ソウル市立大学(認定留学) 韓国・朝鮮語専攻 村戸くるみさん

 私は半年間、認定留学という制度を利用して韓国にあるソウル市立大学に通い勉強してきました。ソウル市立大学は、ソウル市が設置運営している大学で、他の大学と比べると授業料が安く、授業も充実しており、キャンパスも自然豊かな静かな場所にあるので、勉強するにはとても良い環境でした。また、海外語学実習でお世話になった韓国外国語大学や慶熙大学とも近いので、様々な大学の学生と交流を持つこともできます。そして、大学近辺は地下鉄やバスなどの交通機関も整っており、学生が多く住んでいるので安心して暮らせる場所でした。
 授業は、中級にあたる3級と4級の授業を受けました。クラスは、一つの級に約4クラスあり、進度などによって分けられているので、だれでも安心して授業を受けることができる環境でした。私は、語学堂で授業を受けていたので、クラスメイトは台湾や中国などアジアの国々を中心とした外国人でした。そのため、韓国だけではなく、いろんな国の文化や生活、習慣などを知ることができたので、いい刺激になり、世界観が広がりました。クラスメイトとは、皆どの級であっても仲が良くアットホームな雰囲気で、常に和気あいあいとしていました。それぞれ年齢も国も違う人たちとの授業は、とても新鮮でいい勉強になりました。

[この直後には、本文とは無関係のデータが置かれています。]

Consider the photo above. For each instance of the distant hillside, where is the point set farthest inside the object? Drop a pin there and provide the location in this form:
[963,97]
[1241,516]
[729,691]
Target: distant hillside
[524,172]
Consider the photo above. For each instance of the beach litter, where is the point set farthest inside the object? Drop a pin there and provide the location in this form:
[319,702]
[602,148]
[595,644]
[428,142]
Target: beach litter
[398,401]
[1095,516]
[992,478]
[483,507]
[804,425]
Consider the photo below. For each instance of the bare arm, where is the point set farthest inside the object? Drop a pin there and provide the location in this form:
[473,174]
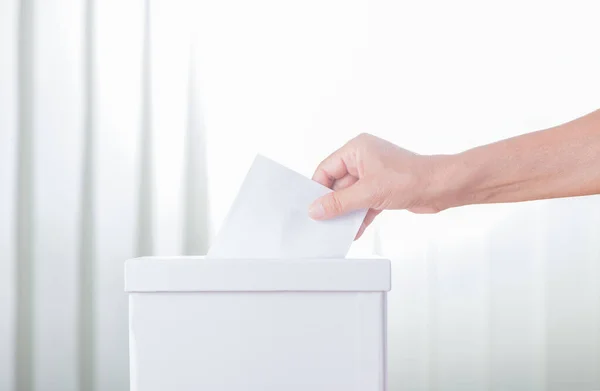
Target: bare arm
[369,172]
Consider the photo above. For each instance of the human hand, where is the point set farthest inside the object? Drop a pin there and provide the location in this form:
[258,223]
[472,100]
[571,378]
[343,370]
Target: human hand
[371,173]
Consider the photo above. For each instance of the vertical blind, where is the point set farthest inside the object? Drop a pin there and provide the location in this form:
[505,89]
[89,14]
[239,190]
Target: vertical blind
[126,128]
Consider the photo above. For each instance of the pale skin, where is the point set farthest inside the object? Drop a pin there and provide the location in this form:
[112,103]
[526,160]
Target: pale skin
[374,174]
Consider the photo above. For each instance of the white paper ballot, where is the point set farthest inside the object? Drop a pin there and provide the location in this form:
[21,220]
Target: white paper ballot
[269,219]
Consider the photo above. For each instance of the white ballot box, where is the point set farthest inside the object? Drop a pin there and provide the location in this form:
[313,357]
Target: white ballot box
[200,324]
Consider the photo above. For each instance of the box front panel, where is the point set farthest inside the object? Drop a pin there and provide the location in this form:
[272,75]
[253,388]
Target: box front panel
[272,341]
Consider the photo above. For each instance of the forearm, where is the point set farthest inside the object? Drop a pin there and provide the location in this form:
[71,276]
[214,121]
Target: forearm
[558,162]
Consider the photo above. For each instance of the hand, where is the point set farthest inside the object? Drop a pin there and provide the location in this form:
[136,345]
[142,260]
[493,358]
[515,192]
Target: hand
[371,173]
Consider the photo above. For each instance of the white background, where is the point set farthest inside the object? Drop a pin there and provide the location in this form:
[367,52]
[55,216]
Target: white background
[126,130]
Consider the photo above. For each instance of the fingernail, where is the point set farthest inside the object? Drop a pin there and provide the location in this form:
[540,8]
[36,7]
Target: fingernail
[316,211]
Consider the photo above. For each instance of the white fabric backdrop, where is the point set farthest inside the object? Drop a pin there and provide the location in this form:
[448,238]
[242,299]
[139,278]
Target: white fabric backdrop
[126,130]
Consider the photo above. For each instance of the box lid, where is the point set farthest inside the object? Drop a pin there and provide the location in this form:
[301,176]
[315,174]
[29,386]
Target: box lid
[197,274]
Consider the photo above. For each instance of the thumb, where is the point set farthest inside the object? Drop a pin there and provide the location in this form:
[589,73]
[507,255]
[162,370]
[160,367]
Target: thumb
[340,202]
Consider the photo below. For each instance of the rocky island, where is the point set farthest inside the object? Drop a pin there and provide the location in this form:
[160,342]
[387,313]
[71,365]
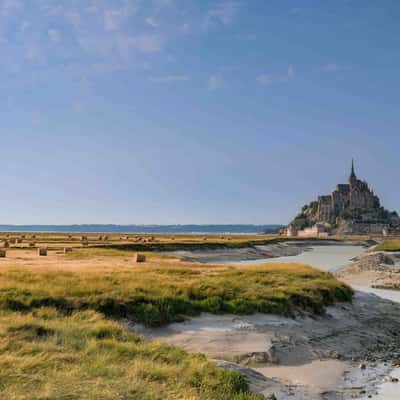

 また、授業は語学堂での授業だけではなく、文化授業やアンケート調査などもありました。文化授業は、1学期に3回ほどあって韓国の文化や生活などを体験することができるのですが、私はこの授業でサムルノリという伝統芸能の体験や料理、そしてロケ地巡りや魚釣りなど様々なことを経験しました。普段私たちが体験しないようなことも文化授業を通して学べるので、とても楽しい良い経験になりました。また、アンケート調査では、3~4人のチームに分かれて簡単なアンケート用紙を作り、駅や学校などでアンケートを行い、それを基に発表したのですが、この授業は自分たちの実力を試す良い機会になったと思います。このように様々な授業を取り入れているので、全体的にバランスよく授業が受けられるのが魅力だと実感しました。
 
 留学中の生活は、一緒に行った同じ専攻の友人とアパートを借りて暮らしていました。アパートから学校までは徒歩15分ほどで、地下鉄の駅までは3分とすごく便利でした。週末や休みの日には、この友人やクラスメイトと主に買い物や映画を見に行ったりしていました。日本との相違点や共通点などを、少し外に出るだけで感じることができるので、とても面白く勉強になりました。
 こうして留学を終えて日本に帰ってくると、半年間という短い時間でしたが、多くのことを学び経験することができたと感じる留学生活でした。この留学を通して、語学の向上はもちろんですが、それだけでなく多くの人と関わることで自分自身の考え方や課題、また家族や友だちの有難さなど様々なことを知ることができました。そして、韓国という国を通していろんな国のことを学ぶという、日本ではなかなか味わえない面白い体験もし、改めて語学勉強の良さや魅力を実感し、留学して良かったと心から思える半年間でした。
 「百聞は一見に如かず」という諺があるように、やはり留学をすることで得られることがたくさんあるので、1人でも多くの人に留学を経験してもらえたらと思います。もちろん、そのためには準備なども必要になりますが、この経験は自分自身にとって、すごくプラスになると思うので、ぜひ挑戦してみてください。